I wrote a few lines which read the file once uploaded line by line, detecting encoding and translating it. Each line is put in a temporary file whose content replaces the uploaded file once all line have been read.
- file modified : biblio.import.export.inc
- line : 173 (after "}" which closes the "foreach (array_keys($form_state['values']) as $key) {" loop
// ESY (E. Sarrouy, 2009/02/11)
// Takes care of encoding
$handle = fopen($import_file->filepath,"r");
if($handle) {
$temp = tmpfile();
while (!feof($handle)) {
$string = fgets($handle);
$string = drupal_convert_to_utf8($string,mb_detect_encoding($string, 'UTF-8, ISO-8859-1', true));
fwrite($temp,$string);
}
fclose($handle);
fseek($temp,0);
$stream= stream_get_contents($temp);
fclose($temp);
$handle = fopen($import_file->filepath,"w");
fwrite($handle,$stream);
fclose($handle);
}It seems to work but maybe that's could be a problem for very large files.
Comments
Comment #1
rjerome commentedI wonder if reading the file in chunks like shown below would cause problems? Also as shown below simply overwriting the original file with the temp file saves rereading the tempfile. I also wonder if the temp file shouldn't be opened "wb"?
I haven't tested this (could you?), but I propose these changes because believe it or not I have seen 10M import files.
Comment #2
esarrouy commentedIt seems to work ! Tahnk you.
Will you integrate this in next release ?
Comment #3
esarrouy commentedSorry I forgot to tell, just in case : there is a missing semi-colon at end of last line ;)
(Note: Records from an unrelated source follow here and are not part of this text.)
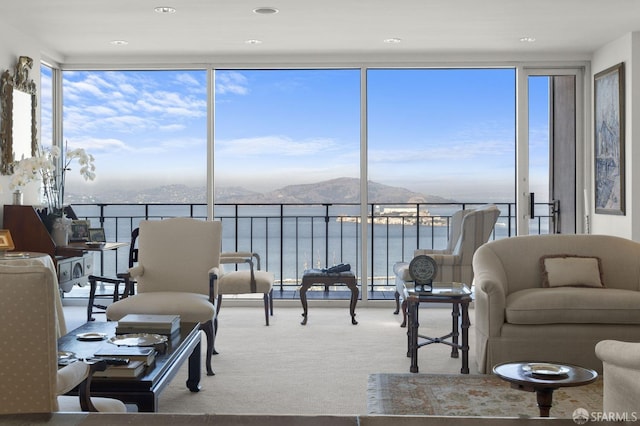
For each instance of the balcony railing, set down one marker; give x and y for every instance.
(294, 237)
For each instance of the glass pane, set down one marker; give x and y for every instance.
(539, 156)
(146, 129)
(287, 142)
(46, 106)
(439, 140)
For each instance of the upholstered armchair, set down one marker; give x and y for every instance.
(621, 371)
(177, 273)
(251, 281)
(30, 380)
(468, 230)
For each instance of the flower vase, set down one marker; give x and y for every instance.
(60, 231)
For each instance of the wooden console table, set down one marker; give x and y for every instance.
(73, 262)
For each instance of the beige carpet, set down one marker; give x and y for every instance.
(319, 368)
(473, 395)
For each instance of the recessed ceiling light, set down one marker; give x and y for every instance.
(265, 10)
(165, 9)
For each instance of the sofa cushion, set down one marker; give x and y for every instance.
(573, 305)
(569, 270)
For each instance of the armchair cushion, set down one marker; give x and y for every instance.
(192, 307)
(566, 270)
(574, 305)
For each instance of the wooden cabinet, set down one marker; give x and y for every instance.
(28, 232)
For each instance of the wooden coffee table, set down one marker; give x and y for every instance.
(145, 390)
(316, 276)
(521, 378)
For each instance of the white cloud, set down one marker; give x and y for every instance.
(274, 146)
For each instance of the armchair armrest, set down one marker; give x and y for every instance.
(490, 290)
(79, 374)
(621, 354)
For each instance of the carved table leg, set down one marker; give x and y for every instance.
(303, 299)
(544, 397)
(354, 299)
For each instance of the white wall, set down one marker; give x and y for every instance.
(14, 43)
(625, 49)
file_copy($tmpfname,$import_file->filepath, FILE_EXISTS_REPLACE ); // <-- right hereComment #4
rjerome commentedYep, I guess the only other question I had was happens if the file is encoded with something other than ISO-8859-1?
Comment #5
esarrouy commentedMaybe you could make the
'UTF-8, ISO-8859-1'list a little bit longer but it won't fit for ALL the possible encodings anyway. Php function mb_detect_order won't do the job better than a list.A way to help people with encoding problems could be a mixed solution, telling them Bibliography can import UTF-8, ISO-8859-1 (and a few others encoded) files and to tell them to re-encode if their encoding is not supported OR to add a textfield in the admin settings page that let them specify an list of used encodings that you could substitute to the default one.
Guess it helps !
Comment #6
liam morlandThis version is no longer maintained. If this issue is still relevant to the Drupal 7 version, please re-open and provide details.